Kararda, Abdurrahman Sözen'in ölümüne neden olan atışın "bitişik atış" mesafesinden yapıldığının tespit edildiği belirtildi. Sözen'in tırnaklarında yapılan moleküler ve genetik incelemede başka DNA profiline rastlanmadığı kaydedildi.
Silahın takılı olduğu deri muhafazaya ilişkin İzmir Kriminal Polis Laboratuvarı ekspertiz raporuna göre de kilitleme kopçasının kilitli vaziyetteyken çekildiğinde kolaylıkla açılabildiğinin belirtildiği, şüpheli polis memurunun da birçok kez Levazım Müdürlüğüne başvurarak değiştirilmesi yönünde talepte bulunduğunu iddia ettiği bildirildi.
Kararın sonuç bölümündeyse şu ifadelere yer verildi: "Ölenin, şüpheli polis memurunun silahını kendisine su içirdiği esnada aniden çekerek intihar ettiği, olayın meydana gelmesinde polis memuru şüpheliye atfi kabil kusur, suç ve suçluluk halinin bulunmadığı, idari yönden İçişleri Bakanlığı müfettişlerince soruşturma yapılmasının şüphelinin üzerine atılı suçun unsurları bakımından oluştuğu anlamına gelmediği, olayın tamamen ölenin kendi davranışından kaynaklandığı anlaşılmaktadır."
Karara tepki
Diğer yandan Abdurrahman Sözen'in babası Şeyhmuz Sözen, karara şaşırdığını belirterek, "Oğlumu 20 dakika içinde kaybettiler. Hepsinden şikayetçiyim. Gerekirse Avrupa İnsan Hakları Mahkemesine kadar gideceğiz. Biz kesinlikle bunu kabul etmiyoruz" dedi.
Avukatları Nezahat Paşa Bayraktar ise karara itiraz edeceklerini bildirerek, "İtirazımızı Karşıyaka Ağır Ceza Mahkemesine yapacağız.

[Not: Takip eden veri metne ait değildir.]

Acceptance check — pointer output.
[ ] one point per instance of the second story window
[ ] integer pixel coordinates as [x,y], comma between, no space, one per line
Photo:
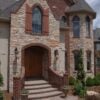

En azından ihmalden dava açılmasını bekliyorduk" diye konuştu.
Ailenin, kararın tebliğinden itibaren 15 gün içinde Karşıyaka Ağır Ceza Mahkemesine itiraz hakkı bulunuyor.
İzmir'in Bayraklı ilçesinde, 21 Temmuz 2009'da adam yaralamak suçundan gözaltına alınan Abdurrahman Sözen'in nezarethanede "su istediği" polisin tabancasını alarak intihar ettiği iddia edilmişti.
Ailesi ise oğullarının kötü muamele edilerek gözaltına alındığını ileri sürmüştü.